We all use money because we all believe everyone else will accept it and use it, too. As soon as people stop believing money is worth something—poof! It’s worthless. That’s pretty serious magic.
What about that pooping donkey money, though?
It was used briefly in parts of Germany around the First World War. The German economy was in such bad shape that a variety of notgeld, or “emergency money,” was printed on everything from foil to compressed coal dust to give Germans a way to pay for things. There were no computers at the time, so virtual money wasn’t an option.
The donkey was only one of many types of notgeld, some issued by the government and some by local towns and even by clubs.

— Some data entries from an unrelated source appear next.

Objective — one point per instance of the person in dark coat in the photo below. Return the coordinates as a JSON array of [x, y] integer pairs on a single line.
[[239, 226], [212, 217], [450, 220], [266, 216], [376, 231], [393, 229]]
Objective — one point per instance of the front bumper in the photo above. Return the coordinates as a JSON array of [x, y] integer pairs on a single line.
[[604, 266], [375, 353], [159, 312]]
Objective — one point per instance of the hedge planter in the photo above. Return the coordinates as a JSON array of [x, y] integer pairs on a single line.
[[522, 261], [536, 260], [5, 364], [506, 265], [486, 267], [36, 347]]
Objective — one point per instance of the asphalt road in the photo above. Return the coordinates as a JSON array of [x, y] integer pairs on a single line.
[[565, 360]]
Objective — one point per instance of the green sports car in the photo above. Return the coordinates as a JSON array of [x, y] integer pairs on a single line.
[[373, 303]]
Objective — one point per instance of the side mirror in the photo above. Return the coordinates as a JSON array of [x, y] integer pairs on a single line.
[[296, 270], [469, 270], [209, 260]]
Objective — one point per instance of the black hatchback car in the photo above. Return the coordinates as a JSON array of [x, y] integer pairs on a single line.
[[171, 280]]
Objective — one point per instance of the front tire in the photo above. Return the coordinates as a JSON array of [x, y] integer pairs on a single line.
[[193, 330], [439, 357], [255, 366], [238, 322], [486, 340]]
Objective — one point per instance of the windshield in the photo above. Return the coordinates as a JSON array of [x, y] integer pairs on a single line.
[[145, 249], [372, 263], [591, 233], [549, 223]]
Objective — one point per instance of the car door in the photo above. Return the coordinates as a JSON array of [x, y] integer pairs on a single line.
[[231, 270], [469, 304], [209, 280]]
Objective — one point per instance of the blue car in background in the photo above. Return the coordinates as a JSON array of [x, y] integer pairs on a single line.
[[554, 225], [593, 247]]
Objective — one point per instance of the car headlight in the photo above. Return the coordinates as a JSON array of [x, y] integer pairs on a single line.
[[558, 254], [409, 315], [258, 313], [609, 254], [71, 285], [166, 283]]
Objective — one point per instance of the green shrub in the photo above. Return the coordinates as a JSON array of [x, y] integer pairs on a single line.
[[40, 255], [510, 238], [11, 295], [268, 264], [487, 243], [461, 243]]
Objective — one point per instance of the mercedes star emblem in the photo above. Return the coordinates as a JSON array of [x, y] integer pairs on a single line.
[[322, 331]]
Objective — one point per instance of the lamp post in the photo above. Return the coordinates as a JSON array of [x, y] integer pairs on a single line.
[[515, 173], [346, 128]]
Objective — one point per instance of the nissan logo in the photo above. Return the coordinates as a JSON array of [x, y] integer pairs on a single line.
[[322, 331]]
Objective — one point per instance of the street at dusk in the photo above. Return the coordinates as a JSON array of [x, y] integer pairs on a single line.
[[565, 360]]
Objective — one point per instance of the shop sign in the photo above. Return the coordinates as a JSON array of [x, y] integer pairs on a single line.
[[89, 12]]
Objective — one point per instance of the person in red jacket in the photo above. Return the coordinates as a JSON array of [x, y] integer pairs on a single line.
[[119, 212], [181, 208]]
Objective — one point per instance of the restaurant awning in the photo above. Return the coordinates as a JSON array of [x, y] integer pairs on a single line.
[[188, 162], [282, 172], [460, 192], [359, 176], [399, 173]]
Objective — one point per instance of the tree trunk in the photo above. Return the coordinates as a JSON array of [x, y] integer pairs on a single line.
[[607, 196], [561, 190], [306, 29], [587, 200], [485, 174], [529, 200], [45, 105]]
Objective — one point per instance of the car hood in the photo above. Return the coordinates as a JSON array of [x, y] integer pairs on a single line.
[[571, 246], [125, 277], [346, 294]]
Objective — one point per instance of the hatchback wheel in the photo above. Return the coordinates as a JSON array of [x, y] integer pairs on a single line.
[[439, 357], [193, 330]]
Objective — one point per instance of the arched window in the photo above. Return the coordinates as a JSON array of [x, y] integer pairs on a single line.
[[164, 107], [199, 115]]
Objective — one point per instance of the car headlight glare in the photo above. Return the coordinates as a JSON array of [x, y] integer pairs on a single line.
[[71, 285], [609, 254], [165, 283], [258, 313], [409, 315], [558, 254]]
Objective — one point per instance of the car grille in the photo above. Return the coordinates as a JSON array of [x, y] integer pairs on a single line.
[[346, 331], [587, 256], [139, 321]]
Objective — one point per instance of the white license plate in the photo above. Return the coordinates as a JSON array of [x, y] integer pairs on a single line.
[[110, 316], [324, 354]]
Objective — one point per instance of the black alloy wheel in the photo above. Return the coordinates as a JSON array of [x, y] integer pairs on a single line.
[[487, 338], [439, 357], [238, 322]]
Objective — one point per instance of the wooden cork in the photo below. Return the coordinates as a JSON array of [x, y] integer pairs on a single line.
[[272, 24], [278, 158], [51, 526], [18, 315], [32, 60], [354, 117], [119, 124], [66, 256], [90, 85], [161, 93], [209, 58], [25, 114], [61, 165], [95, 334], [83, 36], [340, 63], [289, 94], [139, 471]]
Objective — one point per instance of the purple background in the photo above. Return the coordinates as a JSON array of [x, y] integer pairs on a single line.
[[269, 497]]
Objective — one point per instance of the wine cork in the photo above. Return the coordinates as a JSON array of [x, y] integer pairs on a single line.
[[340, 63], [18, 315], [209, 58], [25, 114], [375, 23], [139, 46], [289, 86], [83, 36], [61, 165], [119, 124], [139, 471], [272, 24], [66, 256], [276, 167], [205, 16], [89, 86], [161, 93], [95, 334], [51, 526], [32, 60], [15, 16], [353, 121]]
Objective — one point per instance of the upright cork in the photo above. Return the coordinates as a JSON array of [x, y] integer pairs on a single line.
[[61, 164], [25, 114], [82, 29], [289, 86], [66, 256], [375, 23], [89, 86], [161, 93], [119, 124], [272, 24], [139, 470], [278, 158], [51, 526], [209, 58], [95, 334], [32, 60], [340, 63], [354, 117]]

By 1924, Germany stopped allowing people to print and use notgeld, and the pooping donkey and its friends became collectors’ items, as they still are today.25
What happens to your currency when it’s not considered money anymore? In the case of the donkey notgeld, even the people who made the currency knew it wouldn’t be good forever. Below the donkey was printed as a joke about how anyone who used this money was a donkey, too.